Essen. Die jungen Männer von United Sports kümmern sich vor allem um jugendliche Migranten. Für ihr Engagement wurden sie 2010 mit dem Preis „Essens Beste“ ausgezeichnet. Seither hat sich die Mitgliederzahl ihrer Abteilung verdoppelt.

Sie kennen sich aus mit Krisengebieten. Haben ihre Wurzeln im Libanon oder in Afghanistan, sind aufgewachsen in den Hochhaussiedlungen der Essener Oststadt. Und haben eine Erfolgsgeschichte zu erzählen: jeder für sich und alle zusammen. Im Frühjahr 2010 haben sieben Männer, die sechs Nationalitäten angehören, den Preis „Essens Beste“ gewonnen, in der Kategorie Ehrenamt. Zwei Jahre vorher hatten sie die Gruppe „United Sports“ gegründet, die sich als Abteilung des MTG Horst besonders an junge Migranten wendet.

Nun da wieder die Bewerbungen für „Essens Beste“ laufen, haben wir sie beim Training in der Marienschule in Steele besucht und nachgefragt, was aus ihrem Engagement geworden ist.

Was sich geändert hat? Sebastian Tlatlik lacht: „Wir sind jetzt zu acht. Es ist ein Quotendeutscher dazu gekommen.“ Vor allem aber habe sich die Zahl der Kinder und Jugendlichen verdoppelt, die an ihren Sportangeboten teilnehmen; rund 100 sind es heute. Das Preisgeld, das war gleich klar, sollte diesen Kindern zugute kommen. So haben sie neues Equipment gekauft und Ausflüge organisiert, zum Beispiel zum Weihnachtsmarkt.

Fußball statt Playstation

Tlatlik ist 29 und mittlerweile hauptamtlich beim MTG Horst beschäftigt. Er weiß, wie viel der Sport den Kindern bedeutet – und was sie sonst machen würden: „Playstation, Abhängen, dumme Gedanken, Ärger mit der Polizei.“ United Sports setzt Fußball, Boxen und Unique Sports – einen Abenteuersport – dagegen. „Die sollen ausgepowert nach Hause gehen.“

Und nicht nur das: „Beim Boxen nehmen wir auch an Wettkämpfen teil, das motiviert die Kinder. Sie wollen ja Erfolg haben“, sagt Tatdat Pham (24), der aus Vietnam stammt. „Wer selbstbewusst und erfolgreich im Sport ist, muss sich nicht auf der Straße prügeln“, ergänzt der 26-jährige Akmal Sadullaev. Im Übrigen gelte: Wer doch zuschlägt, wird vom Training ausgeschlossen.

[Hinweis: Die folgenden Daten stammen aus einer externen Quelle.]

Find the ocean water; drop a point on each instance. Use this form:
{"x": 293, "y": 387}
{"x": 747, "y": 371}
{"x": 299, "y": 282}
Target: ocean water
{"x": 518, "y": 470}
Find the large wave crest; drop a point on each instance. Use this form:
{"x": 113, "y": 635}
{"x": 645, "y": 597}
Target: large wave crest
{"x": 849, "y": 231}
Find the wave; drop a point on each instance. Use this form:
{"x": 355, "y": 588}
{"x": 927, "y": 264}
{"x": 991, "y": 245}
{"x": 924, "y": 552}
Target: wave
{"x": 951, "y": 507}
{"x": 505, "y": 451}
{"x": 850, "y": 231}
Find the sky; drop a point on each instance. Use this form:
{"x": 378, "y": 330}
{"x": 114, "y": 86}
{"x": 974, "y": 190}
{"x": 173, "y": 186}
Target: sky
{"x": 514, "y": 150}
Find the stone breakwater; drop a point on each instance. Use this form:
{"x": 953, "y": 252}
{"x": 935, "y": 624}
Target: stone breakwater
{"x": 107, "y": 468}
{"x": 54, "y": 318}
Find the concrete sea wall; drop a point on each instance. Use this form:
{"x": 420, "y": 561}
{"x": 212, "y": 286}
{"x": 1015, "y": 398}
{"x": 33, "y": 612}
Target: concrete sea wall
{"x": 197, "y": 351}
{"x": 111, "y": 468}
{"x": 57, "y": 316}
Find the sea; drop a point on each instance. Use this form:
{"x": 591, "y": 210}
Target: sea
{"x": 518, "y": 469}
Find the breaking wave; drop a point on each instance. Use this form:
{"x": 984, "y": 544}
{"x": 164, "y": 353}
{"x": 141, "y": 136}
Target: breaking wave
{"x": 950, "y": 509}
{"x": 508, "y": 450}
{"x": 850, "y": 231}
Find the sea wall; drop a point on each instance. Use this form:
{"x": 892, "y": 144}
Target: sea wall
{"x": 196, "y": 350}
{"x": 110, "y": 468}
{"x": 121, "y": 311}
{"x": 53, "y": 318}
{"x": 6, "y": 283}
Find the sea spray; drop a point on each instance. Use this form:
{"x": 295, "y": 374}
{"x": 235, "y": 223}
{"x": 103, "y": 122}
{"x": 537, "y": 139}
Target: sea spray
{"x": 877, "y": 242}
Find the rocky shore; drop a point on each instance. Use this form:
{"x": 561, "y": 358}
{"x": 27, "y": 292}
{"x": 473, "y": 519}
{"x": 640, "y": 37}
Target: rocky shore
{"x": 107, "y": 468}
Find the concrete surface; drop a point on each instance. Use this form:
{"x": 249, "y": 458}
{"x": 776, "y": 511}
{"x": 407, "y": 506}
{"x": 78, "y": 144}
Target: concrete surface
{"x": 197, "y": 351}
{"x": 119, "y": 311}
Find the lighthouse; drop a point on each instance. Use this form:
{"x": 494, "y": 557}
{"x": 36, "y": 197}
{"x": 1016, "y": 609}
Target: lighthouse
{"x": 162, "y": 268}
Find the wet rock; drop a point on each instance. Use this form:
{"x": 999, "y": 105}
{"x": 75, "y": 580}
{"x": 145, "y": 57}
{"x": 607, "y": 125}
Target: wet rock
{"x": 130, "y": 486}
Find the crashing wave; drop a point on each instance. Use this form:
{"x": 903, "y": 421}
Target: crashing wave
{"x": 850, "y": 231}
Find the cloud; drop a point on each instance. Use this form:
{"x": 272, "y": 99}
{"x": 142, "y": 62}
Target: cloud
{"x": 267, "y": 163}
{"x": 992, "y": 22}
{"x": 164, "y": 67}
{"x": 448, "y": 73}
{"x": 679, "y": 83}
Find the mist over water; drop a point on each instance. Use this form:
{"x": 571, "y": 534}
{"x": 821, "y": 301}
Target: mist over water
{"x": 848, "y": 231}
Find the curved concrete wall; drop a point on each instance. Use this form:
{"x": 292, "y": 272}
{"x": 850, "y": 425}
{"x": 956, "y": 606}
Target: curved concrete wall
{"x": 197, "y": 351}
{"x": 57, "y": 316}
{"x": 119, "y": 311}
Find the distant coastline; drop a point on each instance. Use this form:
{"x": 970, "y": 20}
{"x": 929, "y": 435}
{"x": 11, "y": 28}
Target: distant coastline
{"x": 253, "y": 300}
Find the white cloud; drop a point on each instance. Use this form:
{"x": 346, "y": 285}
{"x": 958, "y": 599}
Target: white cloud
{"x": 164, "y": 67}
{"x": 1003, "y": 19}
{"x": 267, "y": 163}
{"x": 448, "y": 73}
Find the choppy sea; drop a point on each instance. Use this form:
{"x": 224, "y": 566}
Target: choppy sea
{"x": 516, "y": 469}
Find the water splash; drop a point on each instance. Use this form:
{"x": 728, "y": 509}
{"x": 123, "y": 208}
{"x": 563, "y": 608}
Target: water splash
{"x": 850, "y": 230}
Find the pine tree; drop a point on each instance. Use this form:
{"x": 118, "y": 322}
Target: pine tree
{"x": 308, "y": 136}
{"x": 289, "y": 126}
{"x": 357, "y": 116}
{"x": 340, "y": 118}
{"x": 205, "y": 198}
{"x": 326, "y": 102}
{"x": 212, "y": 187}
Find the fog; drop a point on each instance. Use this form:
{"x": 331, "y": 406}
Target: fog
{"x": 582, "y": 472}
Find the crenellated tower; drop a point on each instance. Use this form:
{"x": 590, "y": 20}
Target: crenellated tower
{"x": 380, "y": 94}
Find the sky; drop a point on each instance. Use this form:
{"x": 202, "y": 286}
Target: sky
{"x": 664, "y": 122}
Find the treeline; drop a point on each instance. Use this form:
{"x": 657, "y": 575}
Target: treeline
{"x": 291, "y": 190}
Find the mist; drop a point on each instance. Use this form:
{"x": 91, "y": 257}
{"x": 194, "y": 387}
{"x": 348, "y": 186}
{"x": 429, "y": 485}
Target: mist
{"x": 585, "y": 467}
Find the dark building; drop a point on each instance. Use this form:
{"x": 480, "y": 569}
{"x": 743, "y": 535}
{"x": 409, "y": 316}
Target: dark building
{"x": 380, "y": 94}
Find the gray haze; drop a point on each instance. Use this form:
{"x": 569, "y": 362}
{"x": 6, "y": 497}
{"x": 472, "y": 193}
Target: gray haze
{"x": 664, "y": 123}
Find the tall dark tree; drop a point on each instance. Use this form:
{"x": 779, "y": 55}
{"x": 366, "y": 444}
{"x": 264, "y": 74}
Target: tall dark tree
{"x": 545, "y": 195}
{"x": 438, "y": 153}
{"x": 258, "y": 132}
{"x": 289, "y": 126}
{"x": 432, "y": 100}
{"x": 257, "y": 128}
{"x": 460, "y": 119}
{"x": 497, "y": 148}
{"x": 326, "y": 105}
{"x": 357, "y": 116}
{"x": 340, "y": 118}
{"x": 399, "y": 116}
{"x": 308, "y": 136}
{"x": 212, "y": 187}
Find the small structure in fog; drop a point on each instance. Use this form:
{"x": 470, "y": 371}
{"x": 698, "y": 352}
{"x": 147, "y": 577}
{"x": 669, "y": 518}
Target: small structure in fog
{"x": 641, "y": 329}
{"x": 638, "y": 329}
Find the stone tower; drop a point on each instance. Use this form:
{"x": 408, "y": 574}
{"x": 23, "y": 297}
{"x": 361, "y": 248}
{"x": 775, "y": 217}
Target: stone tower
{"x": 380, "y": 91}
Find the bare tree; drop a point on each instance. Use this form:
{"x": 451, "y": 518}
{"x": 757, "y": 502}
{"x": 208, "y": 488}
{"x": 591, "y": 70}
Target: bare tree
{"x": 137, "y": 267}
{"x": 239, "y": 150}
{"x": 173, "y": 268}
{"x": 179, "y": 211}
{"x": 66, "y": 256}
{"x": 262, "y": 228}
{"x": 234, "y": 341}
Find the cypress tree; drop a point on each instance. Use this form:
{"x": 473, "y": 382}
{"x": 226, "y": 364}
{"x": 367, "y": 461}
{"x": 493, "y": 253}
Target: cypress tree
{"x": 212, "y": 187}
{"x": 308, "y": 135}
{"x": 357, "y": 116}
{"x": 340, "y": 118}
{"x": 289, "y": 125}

Bei United Sports gehe es für manche auch darum, erstmals im Leben feste Regeln zu lernen. Auf 20 Teilnehmer kommen deshalb drei Betreuer. „Manchmal bringt uns die Polizei einen Kandidaten und sagt: ‘Kümmert euch mal um den.’“

Männliche Vorbilder sind rar

Oft seien sie die einzigen männlichen Vorbilder für die Jungen, von denen viele bei alleinerziehenden Müttern aufwachsen. „Bevor wir United Sports gegründet haben, waren wir als Übungsleiter im Offenen Ganztag an der Grundschule Bergmannsfeld. Da kamen wir auch gut an“, sagt Radeb Neko. So gut, dass der Vorsitzende des MTG Horst sie quasi abgeworben hat: Er hatte die Idee, in seinem Verein ein Angebot vor allem für junge Migranten zu starten. Es sollte für jeden bezahlbar sein: Für 1,50 Euro im Monat können die Kinder bis zu fünf Mal wöchentlich zum Sport gehen.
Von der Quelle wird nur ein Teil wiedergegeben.